Third poll conducted by the Scottish Council of Jewish Communities in recent years seeks to 'identify patterns' impacting Jews

Scotland's First Minister Nicola Sturgeon (left) with SCoJeC chair Micheline Brannan and SCoJeC director Ephraim Borowski
Scotland's First Minister Nicola Sturgeon (left) with SCoJeC chair Micheline Brannan and SCoJeC director Ephraim Borowski

The umbrella group for Scottish Jewry is to undertake another survey to understand how society’s increasing polarisation is affecting Jews north of the border.

It will be the third big survey undertaken by the Scottish Council of Jewish Communities (SCoJeC) in recent years.
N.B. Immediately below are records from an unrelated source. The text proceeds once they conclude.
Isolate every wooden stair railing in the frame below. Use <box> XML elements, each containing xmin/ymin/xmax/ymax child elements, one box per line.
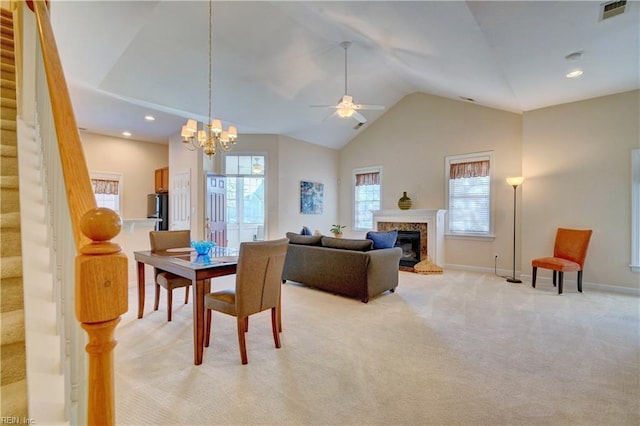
<box><xmin>26</xmin><ymin>1</ymin><xmax>128</xmax><ymax>425</ymax></box>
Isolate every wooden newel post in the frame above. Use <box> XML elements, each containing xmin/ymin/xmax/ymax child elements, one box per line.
<box><xmin>75</xmin><ymin>208</ymin><xmax>128</xmax><ymax>426</ymax></box>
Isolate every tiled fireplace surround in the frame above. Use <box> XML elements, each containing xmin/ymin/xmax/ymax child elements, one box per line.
<box><xmin>372</xmin><ymin>209</ymin><xmax>446</xmax><ymax>270</ymax></box>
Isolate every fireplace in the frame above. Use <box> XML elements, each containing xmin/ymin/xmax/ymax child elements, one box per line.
<box><xmin>372</xmin><ymin>209</ymin><xmax>446</xmax><ymax>272</ymax></box>
<box><xmin>396</xmin><ymin>230</ymin><xmax>421</xmax><ymax>268</ymax></box>
<box><xmin>377</xmin><ymin>222</ymin><xmax>428</xmax><ymax>272</ymax></box>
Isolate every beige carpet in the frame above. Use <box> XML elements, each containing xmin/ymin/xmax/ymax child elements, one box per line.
<box><xmin>115</xmin><ymin>270</ymin><xmax>639</xmax><ymax>425</ymax></box>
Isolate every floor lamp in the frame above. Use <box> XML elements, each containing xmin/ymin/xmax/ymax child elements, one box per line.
<box><xmin>506</xmin><ymin>177</ymin><xmax>524</xmax><ymax>283</ymax></box>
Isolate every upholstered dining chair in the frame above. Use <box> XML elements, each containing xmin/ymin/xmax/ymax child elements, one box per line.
<box><xmin>149</xmin><ymin>230</ymin><xmax>192</xmax><ymax>321</ymax></box>
<box><xmin>204</xmin><ymin>238</ymin><xmax>289</xmax><ymax>364</ymax></box>
<box><xmin>531</xmin><ymin>228</ymin><xmax>593</xmax><ymax>294</ymax></box>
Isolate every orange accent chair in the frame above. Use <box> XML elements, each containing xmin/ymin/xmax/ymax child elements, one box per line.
<box><xmin>531</xmin><ymin>228</ymin><xmax>593</xmax><ymax>294</ymax></box>
<box><xmin>149</xmin><ymin>230</ymin><xmax>192</xmax><ymax>321</ymax></box>
<box><xmin>204</xmin><ymin>238</ymin><xmax>288</xmax><ymax>364</ymax></box>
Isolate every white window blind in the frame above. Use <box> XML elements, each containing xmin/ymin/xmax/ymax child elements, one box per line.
<box><xmin>353</xmin><ymin>168</ymin><xmax>381</xmax><ymax>230</ymax></box>
<box><xmin>446</xmin><ymin>153</ymin><xmax>493</xmax><ymax>237</ymax></box>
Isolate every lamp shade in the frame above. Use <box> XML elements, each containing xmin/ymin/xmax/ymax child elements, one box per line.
<box><xmin>185</xmin><ymin>119</ymin><xmax>198</xmax><ymax>133</ymax></box>
<box><xmin>210</xmin><ymin>119</ymin><xmax>222</xmax><ymax>133</ymax></box>
<box><xmin>506</xmin><ymin>176</ymin><xmax>524</xmax><ymax>187</ymax></box>
<box><xmin>180</xmin><ymin>125</ymin><xmax>192</xmax><ymax>138</ymax></box>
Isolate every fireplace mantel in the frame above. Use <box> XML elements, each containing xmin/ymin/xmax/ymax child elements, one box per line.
<box><xmin>372</xmin><ymin>209</ymin><xmax>446</xmax><ymax>267</ymax></box>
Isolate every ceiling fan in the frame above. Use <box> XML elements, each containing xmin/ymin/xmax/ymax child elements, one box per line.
<box><xmin>311</xmin><ymin>41</ymin><xmax>385</xmax><ymax>124</ymax></box>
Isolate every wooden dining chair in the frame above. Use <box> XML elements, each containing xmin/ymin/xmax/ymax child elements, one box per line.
<box><xmin>531</xmin><ymin>228</ymin><xmax>593</xmax><ymax>294</ymax></box>
<box><xmin>204</xmin><ymin>238</ymin><xmax>289</xmax><ymax>364</ymax></box>
<box><xmin>149</xmin><ymin>230</ymin><xmax>192</xmax><ymax>321</ymax></box>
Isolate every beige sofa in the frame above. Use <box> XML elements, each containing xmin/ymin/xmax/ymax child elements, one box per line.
<box><xmin>282</xmin><ymin>233</ymin><xmax>402</xmax><ymax>303</ymax></box>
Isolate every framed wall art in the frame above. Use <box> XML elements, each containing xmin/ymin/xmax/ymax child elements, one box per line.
<box><xmin>300</xmin><ymin>181</ymin><xmax>324</xmax><ymax>214</ymax></box>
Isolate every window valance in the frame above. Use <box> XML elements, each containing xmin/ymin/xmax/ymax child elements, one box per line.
<box><xmin>355</xmin><ymin>172</ymin><xmax>380</xmax><ymax>186</ymax></box>
<box><xmin>449</xmin><ymin>160</ymin><xmax>490</xmax><ymax>180</ymax></box>
<box><xmin>91</xmin><ymin>178</ymin><xmax>119</xmax><ymax>195</ymax></box>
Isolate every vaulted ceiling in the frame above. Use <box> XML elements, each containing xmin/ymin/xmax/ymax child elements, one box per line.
<box><xmin>50</xmin><ymin>1</ymin><xmax>639</xmax><ymax>149</ymax></box>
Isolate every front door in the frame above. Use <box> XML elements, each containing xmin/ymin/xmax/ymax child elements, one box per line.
<box><xmin>206</xmin><ymin>173</ymin><xmax>227</xmax><ymax>247</ymax></box>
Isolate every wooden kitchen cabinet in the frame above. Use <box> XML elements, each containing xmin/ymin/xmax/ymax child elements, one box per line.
<box><xmin>154</xmin><ymin>167</ymin><xmax>169</xmax><ymax>193</ymax></box>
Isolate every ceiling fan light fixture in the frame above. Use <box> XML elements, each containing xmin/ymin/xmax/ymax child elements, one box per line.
<box><xmin>337</xmin><ymin>108</ymin><xmax>355</xmax><ymax>118</ymax></box>
<box><xmin>309</xmin><ymin>41</ymin><xmax>384</xmax><ymax>124</ymax></box>
<box><xmin>566</xmin><ymin>69</ymin><xmax>583</xmax><ymax>78</ymax></box>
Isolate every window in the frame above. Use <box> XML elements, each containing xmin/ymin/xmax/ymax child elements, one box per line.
<box><xmin>445</xmin><ymin>152</ymin><xmax>493</xmax><ymax>238</ymax></box>
<box><xmin>224</xmin><ymin>154</ymin><xmax>265</xmax><ymax>246</ymax></box>
<box><xmin>91</xmin><ymin>172</ymin><xmax>122</xmax><ymax>215</ymax></box>
<box><xmin>632</xmin><ymin>149</ymin><xmax>639</xmax><ymax>272</ymax></box>
<box><xmin>353</xmin><ymin>167</ymin><xmax>381</xmax><ymax>230</ymax></box>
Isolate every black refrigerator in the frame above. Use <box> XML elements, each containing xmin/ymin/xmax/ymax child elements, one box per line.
<box><xmin>147</xmin><ymin>193</ymin><xmax>169</xmax><ymax>231</ymax></box>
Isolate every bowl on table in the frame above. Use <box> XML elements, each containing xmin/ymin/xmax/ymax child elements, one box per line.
<box><xmin>190</xmin><ymin>240</ymin><xmax>216</xmax><ymax>256</ymax></box>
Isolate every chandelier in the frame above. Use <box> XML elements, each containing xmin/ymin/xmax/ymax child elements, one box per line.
<box><xmin>180</xmin><ymin>0</ymin><xmax>237</xmax><ymax>157</ymax></box>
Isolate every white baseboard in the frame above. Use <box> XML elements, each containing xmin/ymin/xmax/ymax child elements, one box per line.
<box><xmin>444</xmin><ymin>263</ymin><xmax>640</xmax><ymax>296</ymax></box>
<box><xmin>444</xmin><ymin>263</ymin><xmax>513</xmax><ymax>277</ymax></box>
<box><xmin>520</xmin><ymin>274</ymin><xmax>640</xmax><ymax>296</ymax></box>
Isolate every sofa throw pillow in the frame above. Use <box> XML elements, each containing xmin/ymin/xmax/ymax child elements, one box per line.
<box><xmin>300</xmin><ymin>226</ymin><xmax>312</xmax><ymax>236</ymax></box>
<box><xmin>366</xmin><ymin>229</ymin><xmax>398</xmax><ymax>249</ymax></box>
<box><xmin>286</xmin><ymin>232</ymin><xmax>322</xmax><ymax>246</ymax></box>
<box><xmin>321</xmin><ymin>236</ymin><xmax>373</xmax><ymax>251</ymax></box>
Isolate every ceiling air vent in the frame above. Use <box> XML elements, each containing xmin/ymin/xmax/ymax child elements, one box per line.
<box><xmin>599</xmin><ymin>0</ymin><xmax>626</xmax><ymax>21</ymax></box>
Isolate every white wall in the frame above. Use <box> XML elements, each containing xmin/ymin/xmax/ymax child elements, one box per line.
<box><xmin>339</xmin><ymin>92</ymin><xmax>523</xmax><ymax>271</ymax></box>
<box><xmin>277</xmin><ymin>135</ymin><xmax>340</xmax><ymax>238</ymax></box>
<box><xmin>522</xmin><ymin>90</ymin><xmax>640</xmax><ymax>290</ymax></box>
<box><xmin>81</xmin><ymin>131</ymin><xmax>168</xmax><ymax>218</ymax></box>
<box><xmin>81</xmin><ymin>131</ymin><xmax>169</xmax><ymax>282</ymax></box>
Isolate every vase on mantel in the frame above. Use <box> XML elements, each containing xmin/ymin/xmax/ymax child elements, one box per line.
<box><xmin>398</xmin><ymin>192</ymin><xmax>412</xmax><ymax>210</ymax></box>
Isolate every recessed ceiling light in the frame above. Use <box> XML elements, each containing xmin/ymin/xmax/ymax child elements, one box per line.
<box><xmin>566</xmin><ymin>70</ymin><xmax>583</xmax><ymax>78</ymax></box>
<box><xmin>122</xmin><ymin>131</ymin><xmax>132</xmax><ymax>137</ymax></box>
<box><xmin>144</xmin><ymin>115</ymin><xmax>155</xmax><ymax>121</ymax></box>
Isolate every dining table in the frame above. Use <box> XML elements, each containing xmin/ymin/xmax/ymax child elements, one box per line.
<box><xmin>134</xmin><ymin>247</ymin><xmax>238</xmax><ymax>365</ymax></box>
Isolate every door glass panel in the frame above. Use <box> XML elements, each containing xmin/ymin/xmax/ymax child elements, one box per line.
<box><xmin>224</xmin><ymin>154</ymin><xmax>266</xmax><ymax>246</ymax></box>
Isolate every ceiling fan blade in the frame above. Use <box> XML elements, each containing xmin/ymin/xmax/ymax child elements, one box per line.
<box><xmin>323</xmin><ymin>111</ymin><xmax>338</xmax><ymax>122</ymax></box>
<box><xmin>310</xmin><ymin>105</ymin><xmax>339</xmax><ymax>108</ymax></box>
<box><xmin>352</xmin><ymin>111</ymin><xmax>367</xmax><ymax>124</ymax></box>
<box><xmin>353</xmin><ymin>104</ymin><xmax>385</xmax><ymax>110</ymax></box>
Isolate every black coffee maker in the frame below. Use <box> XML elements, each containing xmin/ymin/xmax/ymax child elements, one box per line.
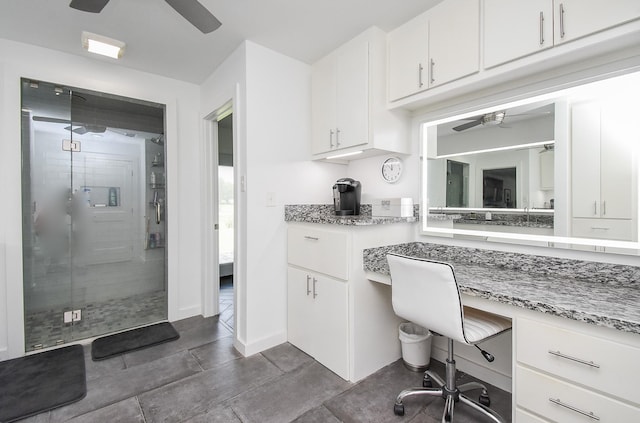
<box><xmin>333</xmin><ymin>178</ymin><xmax>361</xmax><ymax>216</ymax></box>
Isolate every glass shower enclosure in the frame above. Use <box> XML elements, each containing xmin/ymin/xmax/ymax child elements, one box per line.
<box><xmin>21</xmin><ymin>79</ymin><xmax>167</xmax><ymax>351</ymax></box>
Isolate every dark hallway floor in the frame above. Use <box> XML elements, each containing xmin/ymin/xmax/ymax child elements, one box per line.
<box><xmin>19</xmin><ymin>315</ymin><xmax>512</xmax><ymax>422</ymax></box>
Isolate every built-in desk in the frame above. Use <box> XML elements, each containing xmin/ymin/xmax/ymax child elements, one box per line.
<box><xmin>363</xmin><ymin>243</ymin><xmax>640</xmax><ymax>422</ymax></box>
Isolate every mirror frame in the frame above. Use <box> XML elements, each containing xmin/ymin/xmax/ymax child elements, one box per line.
<box><xmin>419</xmin><ymin>71</ymin><xmax>640</xmax><ymax>255</ymax></box>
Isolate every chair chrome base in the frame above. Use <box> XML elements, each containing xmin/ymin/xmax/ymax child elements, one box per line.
<box><xmin>393</xmin><ymin>339</ymin><xmax>505</xmax><ymax>423</ymax></box>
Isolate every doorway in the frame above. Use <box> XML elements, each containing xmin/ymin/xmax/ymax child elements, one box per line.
<box><xmin>483</xmin><ymin>167</ymin><xmax>517</xmax><ymax>208</ymax></box>
<box><xmin>20</xmin><ymin>79</ymin><xmax>167</xmax><ymax>351</ymax></box>
<box><xmin>217</xmin><ymin>113</ymin><xmax>234</xmax><ymax>330</ymax></box>
<box><xmin>446</xmin><ymin>160</ymin><xmax>469</xmax><ymax>207</ymax></box>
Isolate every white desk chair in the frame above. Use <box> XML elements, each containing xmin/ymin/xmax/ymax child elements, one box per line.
<box><xmin>387</xmin><ymin>253</ymin><xmax>512</xmax><ymax>423</ymax></box>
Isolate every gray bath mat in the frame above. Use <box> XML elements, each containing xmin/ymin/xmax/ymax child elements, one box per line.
<box><xmin>91</xmin><ymin>322</ymin><xmax>179</xmax><ymax>361</ymax></box>
<box><xmin>0</xmin><ymin>344</ymin><xmax>86</xmax><ymax>422</ymax></box>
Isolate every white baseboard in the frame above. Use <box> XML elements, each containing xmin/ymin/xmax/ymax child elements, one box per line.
<box><xmin>234</xmin><ymin>331</ymin><xmax>287</xmax><ymax>357</ymax></box>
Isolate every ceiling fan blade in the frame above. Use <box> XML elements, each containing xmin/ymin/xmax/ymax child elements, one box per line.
<box><xmin>452</xmin><ymin>119</ymin><xmax>482</xmax><ymax>132</ymax></box>
<box><xmin>69</xmin><ymin>0</ymin><xmax>110</xmax><ymax>13</ymax></box>
<box><xmin>33</xmin><ymin>116</ymin><xmax>72</xmax><ymax>124</ymax></box>
<box><xmin>165</xmin><ymin>0</ymin><xmax>222</xmax><ymax>33</ymax></box>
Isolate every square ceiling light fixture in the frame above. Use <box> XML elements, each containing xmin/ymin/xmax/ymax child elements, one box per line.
<box><xmin>82</xmin><ymin>31</ymin><xmax>125</xmax><ymax>59</ymax></box>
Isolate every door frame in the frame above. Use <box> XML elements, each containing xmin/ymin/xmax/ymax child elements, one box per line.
<box><xmin>201</xmin><ymin>100</ymin><xmax>234</xmax><ymax>319</ymax></box>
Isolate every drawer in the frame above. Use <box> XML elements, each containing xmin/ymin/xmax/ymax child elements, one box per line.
<box><xmin>572</xmin><ymin>218</ymin><xmax>635</xmax><ymax>241</ymax></box>
<box><xmin>517</xmin><ymin>317</ymin><xmax>640</xmax><ymax>404</ymax></box>
<box><xmin>287</xmin><ymin>226</ymin><xmax>349</xmax><ymax>280</ymax></box>
<box><xmin>516</xmin><ymin>366</ymin><xmax>640</xmax><ymax>423</ymax></box>
<box><xmin>515</xmin><ymin>408</ymin><xmax>549</xmax><ymax>423</ymax></box>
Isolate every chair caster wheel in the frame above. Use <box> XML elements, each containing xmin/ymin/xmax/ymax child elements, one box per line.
<box><xmin>394</xmin><ymin>403</ymin><xmax>405</xmax><ymax>416</ymax></box>
<box><xmin>423</xmin><ymin>375</ymin><xmax>433</xmax><ymax>388</ymax></box>
<box><xmin>479</xmin><ymin>390</ymin><xmax>491</xmax><ymax>407</ymax></box>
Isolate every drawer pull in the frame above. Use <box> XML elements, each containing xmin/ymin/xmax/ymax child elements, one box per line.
<box><xmin>549</xmin><ymin>398</ymin><xmax>600</xmax><ymax>421</ymax></box>
<box><xmin>548</xmin><ymin>350</ymin><xmax>600</xmax><ymax>368</ymax></box>
<box><xmin>306</xmin><ymin>275</ymin><xmax>312</xmax><ymax>296</ymax></box>
<box><xmin>303</xmin><ymin>236</ymin><xmax>319</xmax><ymax>241</ymax></box>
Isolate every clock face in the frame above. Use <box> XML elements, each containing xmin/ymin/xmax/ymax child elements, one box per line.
<box><xmin>381</xmin><ymin>157</ymin><xmax>403</xmax><ymax>183</ymax></box>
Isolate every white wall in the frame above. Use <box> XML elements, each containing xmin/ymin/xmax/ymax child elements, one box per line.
<box><xmin>0</xmin><ymin>39</ymin><xmax>201</xmax><ymax>359</ymax></box>
<box><xmin>200</xmin><ymin>41</ymin><xmax>345</xmax><ymax>355</ymax></box>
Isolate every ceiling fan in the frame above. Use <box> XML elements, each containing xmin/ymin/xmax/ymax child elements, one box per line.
<box><xmin>69</xmin><ymin>0</ymin><xmax>222</xmax><ymax>34</ymax></box>
<box><xmin>452</xmin><ymin>111</ymin><xmax>507</xmax><ymax>132</ymax></box>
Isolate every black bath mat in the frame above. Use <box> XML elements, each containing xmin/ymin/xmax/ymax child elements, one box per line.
<box><xmin>0</xmin><ymin>344</ymin><xmax>86</xmax><ymax>422</ymax></box>
<box><xmin>91</xmin><ymin>322</ymin><xmax>179</xmax><ymax>361</ymax></box>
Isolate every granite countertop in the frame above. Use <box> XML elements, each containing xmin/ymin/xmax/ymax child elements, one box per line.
<box><xmin>363</xmin><ymin>243</ymin><xmax>640</xmax><ymax>335</ymax></box>
<box><xmin>285</xmin><ymin>204</ymin><xmax>418</xmax><ymax>226</ymax></box>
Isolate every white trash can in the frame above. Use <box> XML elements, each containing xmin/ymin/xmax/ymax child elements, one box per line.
<box><xmin>399</xmin><ymin>322</ymin><xmax>433</xmax><ymax>372</ymax></box>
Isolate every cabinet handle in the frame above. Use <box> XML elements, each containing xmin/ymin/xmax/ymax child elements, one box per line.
<box><xmin>593</xmin><ymin>201</ymin><xmax>597</xmax><ymax>216</ymax></box>
<box><xmin>329</xmin><ymin>129</ymin><xmax>334</xmax><ymax>148</ymax></box>
<box><xmin>335</xmin><ymin>128</ymin><xmax>341</xmax><ymax>147</ymax></box>
<box><xmin>559</xmin><ymin>3</ymin><xmax>566</xmax><ymax>39</ymax></box>
<box><xmin>312</xmin><ymin>277</ymin><xmax>318</xmax><ymax>298</ymax></box>
<box><xmin>602</xmin><ymin>201</ymin><xmax>606</xmax><ymax>216</ymax></box>
<box><xmin>590</xmin><ymin>227</ymin><xmax>610</xmax><ymax>231</ymax></box>
<box><xmin>418</xmin><ymin>63</ymin><xmax>424</xmax><ymax>88</ymax></box>
<box><xmin>549</xmin><ymin>398</ymin><xmax>600</xmax><ymax>421</ymax></box>
<box><xmin>548</xmin><ymin>350</ymin><xmax>600</xmax><ymax>368</ymax></box>
<box><xmin>539</xmin><ymin>11</ymin><xmax>545</xmax><ymax>45</ymax></box>
<box><xmin>306</xmin><ymin>275</ymin><xmax>311</xmax><ymax>296</ymax></box>
<box><xmin>429</xmin><ymin>59</ymin><xmax>435</xmax><ymax>84</ymax></box>
<box><xmin>303</xmin><ymin>235</ymin><xmax>319</xmax><ymax>241</ymax></box>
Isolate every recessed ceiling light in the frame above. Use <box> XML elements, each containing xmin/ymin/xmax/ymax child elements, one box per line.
<box><xmin>81</xmin><ymin>31</ymin><xmax>125</xmax><ymax>59</ymax></box>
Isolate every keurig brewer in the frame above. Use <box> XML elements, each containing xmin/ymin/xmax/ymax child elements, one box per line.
<box><xmin>333</xmin><ymin>178</ymin><xmax>361</xmax><ymax>216</ymax></box>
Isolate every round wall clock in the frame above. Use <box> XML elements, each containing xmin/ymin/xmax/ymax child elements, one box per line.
<box><xmin>381</xmin><ymin>156</ymin><xmax>403</xmax><ymax>183</ymax></box>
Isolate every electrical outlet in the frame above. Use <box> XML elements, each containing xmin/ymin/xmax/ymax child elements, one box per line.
<box><xmin>72</xmin><ymin>309</ymin><xmax>82</xmax><ymax>322</ymax></box>
<box><xmin>266</xmin><ymin>192</ymin><xmax>276</xmax><ymax>207</ymax></box>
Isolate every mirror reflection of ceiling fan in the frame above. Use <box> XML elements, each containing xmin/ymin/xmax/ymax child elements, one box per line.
<box><xmin>69</xmin><ymin>0</ymin><xmax>222</xmax><ymax>34</ymax></box>
<box><xmin>452</xmin><ymin>111</ymin><xmax>507</xmax><ymax>132</ymax></box>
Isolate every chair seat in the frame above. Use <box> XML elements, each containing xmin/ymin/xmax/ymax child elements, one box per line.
<box><xmin>463</xmin><ymin>307</ymin><xmax>511</xmax><ymax>343</ymax></box>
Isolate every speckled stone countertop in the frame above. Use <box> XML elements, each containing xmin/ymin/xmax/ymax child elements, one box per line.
<box><xmin>363</xmin><ymin>242</ymin><xmax>640</xmax><ymax>335</ymax></box>
<box><xmin>285</xmin><ymin>204</ymin><xmax>418</xmax><ymax>226</ymax></box>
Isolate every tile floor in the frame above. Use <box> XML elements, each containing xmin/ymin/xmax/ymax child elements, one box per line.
<box><xmin>20</xmin><ymin>315</ymin><xmax>512</xmax><ymax>423</ymax></box>
<box><xmin>219</xmin><ymin>276</ymin><xmax>234</xmax><ymax>331</ymax></box>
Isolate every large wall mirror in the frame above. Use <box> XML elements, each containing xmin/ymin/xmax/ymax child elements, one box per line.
<box><xmin>422</xmin><ymin>71</ymin><xmax>640</xmax><ymax>254</ymax></box>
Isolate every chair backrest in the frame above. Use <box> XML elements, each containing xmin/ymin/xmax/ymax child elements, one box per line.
<box><xmin>387</xmin><ymin>253</ymin><xmax>469</xmax><ymax>344</ymax></box>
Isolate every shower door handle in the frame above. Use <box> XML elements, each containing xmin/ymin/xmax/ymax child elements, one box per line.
<box><xmin>155</xmin><ymin>202</ymin><xmax>161</xmax><ymax>224</ymax></box>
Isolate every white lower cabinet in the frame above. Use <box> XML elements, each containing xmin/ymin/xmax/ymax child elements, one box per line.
<box><xmin>515</xmin><ymin>317</ymin><xmax>640</xmax><ymax>421</ymax></box>
<box><xmin>287</xmin><ymin>267</ymin><xmax>349</xmax><ymax>379</ymax></box>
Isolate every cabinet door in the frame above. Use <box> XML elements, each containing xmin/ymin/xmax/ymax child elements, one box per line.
<box><xmin>428</xmin><ymin>0</ymin><xmax>480</xmax><ymax>88</ymax></box>
<box><xmin>554</xmin><ymin>0</ymin><xmax>640</xmax><ymax>45</ymax></box>
<box><xmin>311</xmin><ymin>54</ymin><xmax>337</xmax><ymax>155</ymax></box>
<box><xmin>287</xmin><ymin>267</ymin><xmax>315</xmax><ymax>355</ymax></box>
<box><xmin>571</xmin><ymin>101</ymin><xmax>601</xmax><ymax>218</ymax></box>
<box><xmin>387</xmin><ymin>13</ymin><xmax>429</xmax><ymax>101</ymax></box>
<box><xmin>484</xmin><ymin>0</ymin><xmax>553</xmax><ymax>69</ymax></box>
<box><xmin>312</xmin><ymin>274</ymin><xmax>349</xmax><ymax>380</ymax></box>
<box><xmin>599</xmin><ymin>101</ymin><xmax>636</xmax><ymax>219</ymax></box>
<box><xmin>335</xmin><ymin>41</ymin><xmax>369</xmax><ymax>150</ymax></box>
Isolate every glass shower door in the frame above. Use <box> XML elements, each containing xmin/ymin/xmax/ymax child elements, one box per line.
<box><xmin>21</xmin><ymin>79</ymin><xmax>167</xmax><ymax>352</ymax></box>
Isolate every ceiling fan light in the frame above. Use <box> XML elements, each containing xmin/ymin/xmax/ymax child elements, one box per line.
<box><xmin>82</xmin><ymin>31</ymin><xmax>125</xmax><ymax>59</ymax></box>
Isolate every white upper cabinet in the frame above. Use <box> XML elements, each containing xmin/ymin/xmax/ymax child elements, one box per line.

The first, called ‘Being Jewish in Scotland,’ was carried out in 2011-12, while a follow-up was done in 2014-15. Both were funded by the Scottish Government.

The latest temperature check was announced this week after SCoJeC secured funding for two final-year social science students from the University of Glasgow, who will work on the survey together with SCoJeC researcher Fiona Frank.

The organisation said it was being undertaken “in the context of an increasingly polarised society where antisemitism has become a familiar topic of discussion both in the media and in the political arena”.

It added that “Jewish people are understandably unsettled, and it is therefore timely to revisit our previous findings, in order to identify patterns and find out whether Scotland is different from the rest of the UK”.